I find it quite fascinating that there is almost nothing in the social impact bond literature- from the insightful Brookings report to the amazing Social Finance database – on how to price a social impact bond.
There are some figures shared here and there, but without any substantiation or figures helping calculate the IRR. In my opinion, this is mainly due to the following reasons: i) most investors in Social Impact Bonds are foundations and/or investors with concessional money that are mainly motivated by testing out the instrument, not setting the perfect pricing ii) SIBs do not follow a standardized structure, some are designed as unsecured loans, others as an equity investment in an SPV etc.
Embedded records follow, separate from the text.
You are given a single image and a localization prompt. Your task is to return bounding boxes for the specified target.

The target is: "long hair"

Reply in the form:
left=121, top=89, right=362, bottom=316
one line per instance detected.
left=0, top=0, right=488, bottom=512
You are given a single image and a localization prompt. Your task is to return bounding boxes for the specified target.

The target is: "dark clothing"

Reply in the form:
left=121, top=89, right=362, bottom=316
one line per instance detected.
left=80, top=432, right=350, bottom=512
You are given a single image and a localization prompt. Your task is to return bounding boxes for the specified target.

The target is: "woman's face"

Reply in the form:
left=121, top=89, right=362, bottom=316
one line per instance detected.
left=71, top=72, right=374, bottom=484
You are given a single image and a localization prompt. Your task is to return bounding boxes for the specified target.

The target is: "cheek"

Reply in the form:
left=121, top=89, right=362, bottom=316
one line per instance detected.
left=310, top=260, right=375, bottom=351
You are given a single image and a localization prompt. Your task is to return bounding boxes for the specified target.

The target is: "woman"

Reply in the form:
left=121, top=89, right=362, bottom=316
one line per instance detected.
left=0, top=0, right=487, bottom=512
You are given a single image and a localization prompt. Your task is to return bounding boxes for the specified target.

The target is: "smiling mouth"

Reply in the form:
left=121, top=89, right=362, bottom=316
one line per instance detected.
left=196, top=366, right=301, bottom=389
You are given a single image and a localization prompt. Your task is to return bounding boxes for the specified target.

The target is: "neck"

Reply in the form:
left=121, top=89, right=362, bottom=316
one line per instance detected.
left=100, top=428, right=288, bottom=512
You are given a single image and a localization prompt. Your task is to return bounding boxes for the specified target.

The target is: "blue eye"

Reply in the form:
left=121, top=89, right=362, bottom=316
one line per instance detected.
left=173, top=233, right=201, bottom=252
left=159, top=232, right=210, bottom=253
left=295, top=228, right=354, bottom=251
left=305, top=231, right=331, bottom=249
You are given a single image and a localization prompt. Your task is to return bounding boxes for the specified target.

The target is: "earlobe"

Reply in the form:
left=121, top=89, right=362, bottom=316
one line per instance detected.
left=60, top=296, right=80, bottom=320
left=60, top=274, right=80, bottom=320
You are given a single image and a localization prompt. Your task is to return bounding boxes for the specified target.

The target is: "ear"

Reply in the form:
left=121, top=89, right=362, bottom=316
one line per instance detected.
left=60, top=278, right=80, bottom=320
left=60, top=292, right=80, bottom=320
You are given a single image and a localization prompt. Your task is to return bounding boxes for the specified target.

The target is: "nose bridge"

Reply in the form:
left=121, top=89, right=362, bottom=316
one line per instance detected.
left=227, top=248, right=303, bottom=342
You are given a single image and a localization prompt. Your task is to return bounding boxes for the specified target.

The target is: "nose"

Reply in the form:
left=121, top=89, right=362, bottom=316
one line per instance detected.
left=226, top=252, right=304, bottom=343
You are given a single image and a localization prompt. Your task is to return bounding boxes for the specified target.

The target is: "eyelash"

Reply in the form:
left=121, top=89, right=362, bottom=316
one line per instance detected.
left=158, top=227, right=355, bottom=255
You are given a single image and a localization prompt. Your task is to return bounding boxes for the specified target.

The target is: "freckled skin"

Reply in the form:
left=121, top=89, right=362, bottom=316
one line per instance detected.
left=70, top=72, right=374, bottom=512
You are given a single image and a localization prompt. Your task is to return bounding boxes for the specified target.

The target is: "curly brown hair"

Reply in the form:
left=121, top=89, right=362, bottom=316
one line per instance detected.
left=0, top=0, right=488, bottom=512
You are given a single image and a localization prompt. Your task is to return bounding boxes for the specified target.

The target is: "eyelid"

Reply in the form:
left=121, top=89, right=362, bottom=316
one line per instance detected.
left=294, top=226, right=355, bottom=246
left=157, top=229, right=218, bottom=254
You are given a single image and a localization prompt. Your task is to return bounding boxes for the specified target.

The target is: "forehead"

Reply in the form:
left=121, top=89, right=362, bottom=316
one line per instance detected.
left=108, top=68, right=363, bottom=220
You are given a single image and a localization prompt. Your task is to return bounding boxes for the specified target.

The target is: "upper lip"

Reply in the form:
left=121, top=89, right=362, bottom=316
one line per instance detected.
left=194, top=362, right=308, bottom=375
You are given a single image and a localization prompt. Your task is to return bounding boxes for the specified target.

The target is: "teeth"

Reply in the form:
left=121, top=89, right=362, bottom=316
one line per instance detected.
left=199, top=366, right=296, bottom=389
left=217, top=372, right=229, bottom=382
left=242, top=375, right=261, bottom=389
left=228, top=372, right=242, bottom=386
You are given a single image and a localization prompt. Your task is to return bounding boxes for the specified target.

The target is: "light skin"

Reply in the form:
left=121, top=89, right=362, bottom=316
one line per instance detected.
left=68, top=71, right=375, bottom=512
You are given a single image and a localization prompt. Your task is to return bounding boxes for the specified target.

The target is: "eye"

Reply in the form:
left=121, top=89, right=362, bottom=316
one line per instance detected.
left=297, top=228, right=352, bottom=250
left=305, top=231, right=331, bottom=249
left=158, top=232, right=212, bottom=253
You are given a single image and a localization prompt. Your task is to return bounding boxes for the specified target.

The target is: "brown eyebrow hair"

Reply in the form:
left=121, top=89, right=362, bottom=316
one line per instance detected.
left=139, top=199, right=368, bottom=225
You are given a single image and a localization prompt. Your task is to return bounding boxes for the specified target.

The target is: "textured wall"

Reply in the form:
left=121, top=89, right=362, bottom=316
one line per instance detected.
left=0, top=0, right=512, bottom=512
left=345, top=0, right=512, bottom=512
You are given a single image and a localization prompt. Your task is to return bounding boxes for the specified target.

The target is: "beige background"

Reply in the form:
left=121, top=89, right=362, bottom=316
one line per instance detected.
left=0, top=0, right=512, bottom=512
It is hard to get transparent pricing data out of these iii) SIBs returns might depend on a large number of scenarios and outcomes, many are still being designed while launched, and hence a straightforward pricing data is challenging iv) it is just confidential as most private transactions
I was asked at a panel how I would price one, and here what I broadly said:
I would look at it more or less as an unsecured loan to the service provider ( IRR of ~15%) and then I would add a premium and/or discount based on the following factors: i) country risk ii) outcome payer risk iii) implementation risk iv) modelization and outcome risk v) service provider risk, and I would also look at additional ones such as: availability of a first loss, length of tenor, comprehensive default clauses etc. It is definitely a complicated task.
It would help a lot to start building a SIB pricing benchmark: i) building a “risk score” based on the factors above for every SIB ii) calculate the corresponding average IRR iii) generate the resulting pricing curve.
Easier said than done, but I hope the Social Finance folks could look at this as a next step.